The Norfolk half dollar is a one-date, one-mint coin: every example is a 1936-dated piece struck at Philadelphia with no mint mark. There are no rare dates to hunt, no branch-mint varieties to chase. The whole story is in the condition.

That makes it unusual among classic commemoratives. Because the coins were sold as keepsakes at $1.50 — three times face value — buyers tended to put them away carefully rather than spend them. Most survivors are uncirculated, and the design's deep relief and frosty fields show wear and contact marks plainly. The result is a coin that is genuinely scarce — fewer than 17,000 exist — yet survives mostly in high grade, so the premium climbs steeply at the very top of the grading scale rather than at the bottom.

A quick note on numbers. Mintage is how many were struck; net distribution is how many actually reached collectors after the unsold ones were melted. For Norfolk those two figures are far apart — the Mint made about 25,000 but melted 8,077 — and it is the smaller distribution figure, roughly 16,936, that drives the coin's scarcity.

Questions collectors ask

Why is the Norfolk half dollar called the wordiest U.S. coin?

It packs five dates, two Latin mottoes, the city's full title, and all the usual national legends onto one small disc. The auction house Stack's Bowers counts 218 characters on it, including spaces, and calls it the U.S. coin with the most characters of any.

Why is there a British crown on an American coin?

The reverse shows Norfolk's Royal Mace, a ceremonial silver staff given to the city in 1753 by Lieutenant Governor Robert Dinwiddie, and the mace is topped by a British crown. It is widely cited as the only regular U.S. coin to feature a royal crown — a deliberate nod to Norfolk's colonial founding, not an oversight.

Why is the coin dated 1936 if it was made in 1937?

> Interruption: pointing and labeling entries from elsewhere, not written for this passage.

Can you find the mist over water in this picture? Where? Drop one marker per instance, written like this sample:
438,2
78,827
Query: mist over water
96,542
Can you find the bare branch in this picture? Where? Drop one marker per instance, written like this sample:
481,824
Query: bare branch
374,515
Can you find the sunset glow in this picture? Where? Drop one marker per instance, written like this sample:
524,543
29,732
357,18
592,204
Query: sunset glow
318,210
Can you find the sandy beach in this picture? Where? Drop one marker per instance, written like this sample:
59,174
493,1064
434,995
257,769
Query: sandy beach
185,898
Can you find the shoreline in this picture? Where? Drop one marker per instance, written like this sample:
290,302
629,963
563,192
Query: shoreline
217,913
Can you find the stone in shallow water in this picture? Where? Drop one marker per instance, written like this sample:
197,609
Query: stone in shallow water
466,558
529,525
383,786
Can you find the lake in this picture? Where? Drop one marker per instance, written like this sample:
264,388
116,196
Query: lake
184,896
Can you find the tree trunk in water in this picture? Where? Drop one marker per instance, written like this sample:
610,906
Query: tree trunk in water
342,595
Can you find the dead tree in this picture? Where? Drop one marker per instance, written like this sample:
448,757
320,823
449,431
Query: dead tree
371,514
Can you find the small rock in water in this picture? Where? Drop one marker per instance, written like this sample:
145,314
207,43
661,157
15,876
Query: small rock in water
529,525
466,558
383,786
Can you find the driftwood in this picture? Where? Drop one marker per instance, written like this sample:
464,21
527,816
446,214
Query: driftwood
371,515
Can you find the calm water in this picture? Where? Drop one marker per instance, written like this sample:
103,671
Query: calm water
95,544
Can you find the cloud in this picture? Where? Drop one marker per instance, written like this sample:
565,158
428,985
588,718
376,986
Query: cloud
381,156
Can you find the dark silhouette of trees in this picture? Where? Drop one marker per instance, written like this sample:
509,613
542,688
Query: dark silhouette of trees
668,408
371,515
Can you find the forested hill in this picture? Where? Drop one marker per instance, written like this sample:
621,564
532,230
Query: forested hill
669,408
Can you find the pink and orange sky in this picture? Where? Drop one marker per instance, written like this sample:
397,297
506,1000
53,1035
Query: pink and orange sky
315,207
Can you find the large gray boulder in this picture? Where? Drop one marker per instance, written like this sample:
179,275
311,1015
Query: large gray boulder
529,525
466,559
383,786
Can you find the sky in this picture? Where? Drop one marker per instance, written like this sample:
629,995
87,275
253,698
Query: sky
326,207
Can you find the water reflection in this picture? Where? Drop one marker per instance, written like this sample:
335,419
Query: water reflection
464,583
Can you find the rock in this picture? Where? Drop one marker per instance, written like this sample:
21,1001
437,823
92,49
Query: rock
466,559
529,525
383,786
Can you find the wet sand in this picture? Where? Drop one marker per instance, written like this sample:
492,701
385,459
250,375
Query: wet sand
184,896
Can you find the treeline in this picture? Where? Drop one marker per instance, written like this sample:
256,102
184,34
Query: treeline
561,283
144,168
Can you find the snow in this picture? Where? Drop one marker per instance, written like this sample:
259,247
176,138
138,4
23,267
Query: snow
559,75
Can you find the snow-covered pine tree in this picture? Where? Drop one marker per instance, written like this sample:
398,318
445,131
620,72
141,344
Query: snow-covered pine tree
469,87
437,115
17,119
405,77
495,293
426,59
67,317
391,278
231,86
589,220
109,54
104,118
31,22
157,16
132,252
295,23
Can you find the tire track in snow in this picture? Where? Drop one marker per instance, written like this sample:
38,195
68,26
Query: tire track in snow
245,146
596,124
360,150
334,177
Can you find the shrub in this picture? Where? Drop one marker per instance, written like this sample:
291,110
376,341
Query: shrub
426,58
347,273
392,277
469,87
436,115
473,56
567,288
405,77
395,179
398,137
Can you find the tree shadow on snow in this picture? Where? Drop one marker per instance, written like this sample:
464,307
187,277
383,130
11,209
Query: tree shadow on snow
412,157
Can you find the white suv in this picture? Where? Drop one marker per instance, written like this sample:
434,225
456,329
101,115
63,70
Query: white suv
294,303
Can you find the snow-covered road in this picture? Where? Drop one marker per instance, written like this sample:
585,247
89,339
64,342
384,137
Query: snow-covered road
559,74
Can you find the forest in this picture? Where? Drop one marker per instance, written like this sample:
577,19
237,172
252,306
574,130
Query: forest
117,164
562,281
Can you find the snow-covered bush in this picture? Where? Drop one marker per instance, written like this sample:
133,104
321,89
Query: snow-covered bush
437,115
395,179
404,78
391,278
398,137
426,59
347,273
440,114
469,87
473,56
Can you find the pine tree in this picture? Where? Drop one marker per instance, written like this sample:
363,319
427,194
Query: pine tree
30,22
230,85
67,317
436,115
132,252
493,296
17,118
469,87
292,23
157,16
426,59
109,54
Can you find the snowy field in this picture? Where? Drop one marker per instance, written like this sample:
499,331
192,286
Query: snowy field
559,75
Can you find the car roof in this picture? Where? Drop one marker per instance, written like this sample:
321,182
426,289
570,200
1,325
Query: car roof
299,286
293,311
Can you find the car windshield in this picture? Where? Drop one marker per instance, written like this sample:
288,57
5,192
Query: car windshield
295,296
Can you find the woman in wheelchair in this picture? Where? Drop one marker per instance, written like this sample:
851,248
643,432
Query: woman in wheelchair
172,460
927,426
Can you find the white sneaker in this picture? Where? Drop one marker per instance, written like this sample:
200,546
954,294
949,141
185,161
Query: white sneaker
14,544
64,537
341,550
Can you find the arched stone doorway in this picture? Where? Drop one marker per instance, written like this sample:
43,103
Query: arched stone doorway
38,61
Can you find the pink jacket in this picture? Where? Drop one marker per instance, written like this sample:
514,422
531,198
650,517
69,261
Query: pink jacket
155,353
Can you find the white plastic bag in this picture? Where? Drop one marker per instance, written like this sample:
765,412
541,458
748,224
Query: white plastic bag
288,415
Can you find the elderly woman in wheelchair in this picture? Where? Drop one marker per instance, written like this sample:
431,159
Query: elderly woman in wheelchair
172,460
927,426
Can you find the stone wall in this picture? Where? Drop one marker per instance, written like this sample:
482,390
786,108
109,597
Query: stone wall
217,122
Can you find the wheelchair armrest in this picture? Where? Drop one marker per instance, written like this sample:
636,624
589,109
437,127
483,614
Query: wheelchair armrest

The 1936 date marked the city's anniversary and was set before the authorizing law passed. The legislation cleared Congress on June 28, 1937, and the coins were struck that year — but they kept the 1936 date, and 1937 appears nowhere on the coin.

Are there rare dates or mint marks to look for?

No. The Norfolk half dollar was struck only at Philadelphia, only with the 1936 date, and carries no mint mark. Value differences come almost entirely from condition, not from date or variety.

What do the five dates on the coin mean?

They trace Norfolk's growth: 1636 (the original land grant), 1682 (its founding as a town), 1736 (its charter as a royal borough), 1845 (its incorporation as a city), and 1936 (the bicentennial of the borough charter that the coin celebrates).